By Dave Dahl – Lo Rez Brewing
You have all your equipment and now you’re ready to dive in and make the best tasting beer in the world. Take a step back and learn the basics. The first step on most home brewer’s journey is the extract kit.
What do you want to brew? If you’ve read this far you already know what you want to brew. And I’ll bet it’s a “double-stuffed extra dry-hopped quad”. For some reason beginning homebrewers always want to start big. I know I did. If that’s what you want to brew, go nuts. But promise me, at some point, you’ll want to brew something lighter or more subtle. You can hide lots of mistakes playing a loud electric guitar, but when you play acoustic guitar, there’s nothing to hide behind – it’s exactly the same with beer. So pick a style. My only recommendation is to start with some type of ale. All beer is either an ale or a lager (click here for a cool visualization of beer styles), and brewing lagers is much trickier.

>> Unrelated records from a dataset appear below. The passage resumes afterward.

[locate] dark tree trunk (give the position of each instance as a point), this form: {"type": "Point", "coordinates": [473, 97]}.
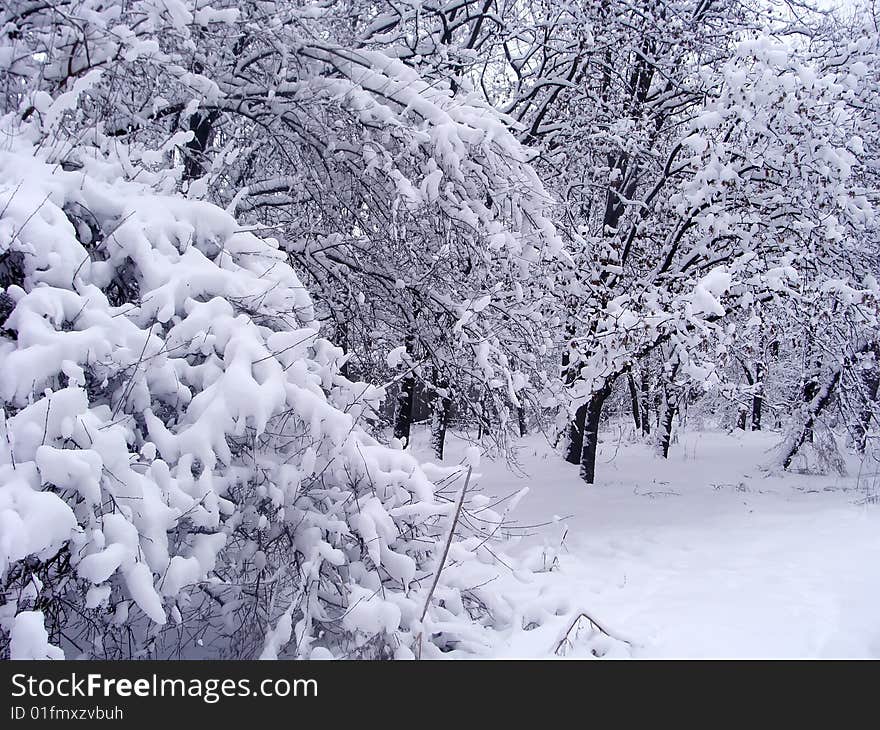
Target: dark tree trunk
{"type": "Point", "coordinates": [590, 434]}
{"type": "Point", "coordinates": [666, 429]}
{"type": "Point", "coordinates": [821, 398]}
{"type": "Point", "coordinates": [575, 445]}
{"type": "Point", "coordinates": [342, 341]}
{"type": "Point", "coordinates": [405, 400]}
{"type": "Point", "coordinates": [441, 406]}
{"type": "Point", "coordinates": [194, 162]}
{"type": "Point", "coordinates": [758, 397]}
{"type": "Point", "coordinates": [634, 399]}
{"type": "Point", "coordinates": [811, 390]}
{"type": "Point", "coordinates": [871, 381]}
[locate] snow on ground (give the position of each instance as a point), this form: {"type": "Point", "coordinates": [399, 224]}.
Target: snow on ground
{"type": "Point", "coordinates": [703, 555]}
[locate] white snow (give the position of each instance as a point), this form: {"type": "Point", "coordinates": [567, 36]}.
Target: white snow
{"type": "Point", "coordinates": [703, 555]}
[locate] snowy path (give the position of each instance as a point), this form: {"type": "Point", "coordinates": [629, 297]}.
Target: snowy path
{"type": "Point", "coordinates": [701, 556]}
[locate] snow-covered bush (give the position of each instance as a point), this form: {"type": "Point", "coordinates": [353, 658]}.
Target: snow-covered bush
{"type": "Point", "coordinates": [181, 468]}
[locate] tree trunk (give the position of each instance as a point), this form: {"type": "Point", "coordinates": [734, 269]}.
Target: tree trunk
{"type": "Point", "coordinates": [871, 381]}
{"type": "Point", "coordinates": [403, 416]}
{"type": "Point", "coordinates": [441, 406]}
{"type": "Point", "coordinates": [590, 434]}
{"type": "Point", "coordinates": [575, 445]}
{"type": "Point", "coordinates": [821, 398]}
{"type": "Point", "coordinates": [758, 397]}
{"type": "Point", "coordinates": [666, 430]}
{"type": "Point", "coordinates": [634, 399]}
{"type": "Point", "coordinates": [201, 125]}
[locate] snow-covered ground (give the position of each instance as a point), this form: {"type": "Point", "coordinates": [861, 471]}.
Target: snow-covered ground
{"type": "Point", "coordinates": [703, 555]}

So you have the hardware, and you know what you want to brew. Let’s get the ingredients.
Making beer is like making chicken soup. You can make good chicken soup using chicken stock, or you can make killer chicken soup by making your own stock. In this analogy chicken stock is “extract brewing” and making your own stock is “all-grain brewing.” Since we’re talking 101, let’s keep it simple and focus on an scoring an extract recipe kit.

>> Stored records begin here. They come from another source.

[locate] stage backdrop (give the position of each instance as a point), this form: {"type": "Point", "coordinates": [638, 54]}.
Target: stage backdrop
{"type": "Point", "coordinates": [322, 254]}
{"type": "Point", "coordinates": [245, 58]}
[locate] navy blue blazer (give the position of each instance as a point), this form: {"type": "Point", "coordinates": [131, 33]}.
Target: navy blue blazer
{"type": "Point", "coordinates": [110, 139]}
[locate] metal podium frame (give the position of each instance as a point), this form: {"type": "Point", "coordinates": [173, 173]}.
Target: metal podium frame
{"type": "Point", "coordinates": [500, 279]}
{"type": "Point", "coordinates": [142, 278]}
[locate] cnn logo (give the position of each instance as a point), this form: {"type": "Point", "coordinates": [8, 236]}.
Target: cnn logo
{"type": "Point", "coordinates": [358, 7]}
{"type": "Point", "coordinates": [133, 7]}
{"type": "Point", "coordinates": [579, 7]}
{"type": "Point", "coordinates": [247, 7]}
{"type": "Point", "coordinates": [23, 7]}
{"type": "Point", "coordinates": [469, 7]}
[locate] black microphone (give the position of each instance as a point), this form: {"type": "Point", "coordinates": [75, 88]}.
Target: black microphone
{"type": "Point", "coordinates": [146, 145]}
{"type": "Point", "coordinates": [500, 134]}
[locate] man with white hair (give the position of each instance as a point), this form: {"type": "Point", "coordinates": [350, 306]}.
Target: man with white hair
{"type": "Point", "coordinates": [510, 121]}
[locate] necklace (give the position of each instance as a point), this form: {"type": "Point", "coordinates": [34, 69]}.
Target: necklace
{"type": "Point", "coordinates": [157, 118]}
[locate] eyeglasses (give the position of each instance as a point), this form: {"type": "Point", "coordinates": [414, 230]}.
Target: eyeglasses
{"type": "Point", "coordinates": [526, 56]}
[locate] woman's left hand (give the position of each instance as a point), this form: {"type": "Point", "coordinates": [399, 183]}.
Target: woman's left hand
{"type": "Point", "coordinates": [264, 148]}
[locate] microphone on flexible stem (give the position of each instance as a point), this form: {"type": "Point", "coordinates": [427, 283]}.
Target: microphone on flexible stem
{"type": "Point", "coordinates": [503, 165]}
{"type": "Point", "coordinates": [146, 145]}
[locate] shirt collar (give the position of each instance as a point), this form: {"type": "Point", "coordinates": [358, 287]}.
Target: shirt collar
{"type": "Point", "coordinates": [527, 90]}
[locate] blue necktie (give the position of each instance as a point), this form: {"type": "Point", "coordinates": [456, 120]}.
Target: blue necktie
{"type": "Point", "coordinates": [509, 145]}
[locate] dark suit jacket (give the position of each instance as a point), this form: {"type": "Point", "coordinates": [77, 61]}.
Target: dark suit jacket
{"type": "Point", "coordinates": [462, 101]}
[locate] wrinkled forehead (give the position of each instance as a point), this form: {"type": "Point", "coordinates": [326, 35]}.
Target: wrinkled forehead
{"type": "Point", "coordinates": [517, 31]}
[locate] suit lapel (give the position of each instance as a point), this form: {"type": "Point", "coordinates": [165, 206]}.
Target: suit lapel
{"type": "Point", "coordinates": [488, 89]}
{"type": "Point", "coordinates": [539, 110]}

You’ve already made a trip to your local homebrew store for equipment, so pick up your ingredients there too. They’ll likely have pre-prepared kits that correspond to styles (IPA, Scotch ale, etc). A “kit” is simply pre-weighed portions of grains, hops, yeast, and malt extract. Be sure to tell them you want a kit with malt extract, or you’ll be jumping to homebrewing 401 without the right hardware or patience. Malt extract is the chicken stock mentioned above – it’s a condensed version of what you get from mashing grains when brewing all grain. You can get it dried (like powdered sugar) or liquid (like molasses), which have different (and largely subjective) tradeoffs.
Pro tip: never, ever, ever use dried yeast. There’s some okay dried yeast out there but it’s much easier to find a great liquid yeast from either Wyeast or White Labs. Every homebrew store and online store stocks one, or both, lines of yeasts. Always use liquid yeast and make sure the yeast matches your beer style. If you go to a local homebrew shop and ask for help with a kit, it’s highly unlikely they’ll give you dry yeast in a packet, but keep an eye out for it.
IMPORTANT: If your uncle gave you a Mr. Beer kit, you do not have your ingredients. A Mr. Beer kit is merely an efficient way to waste an afternoon making something you that tell your friends is great, but that really sucks in reality. Throw out that kit out, follow my recommendations above, and tell your uncle his beer kit was awesome.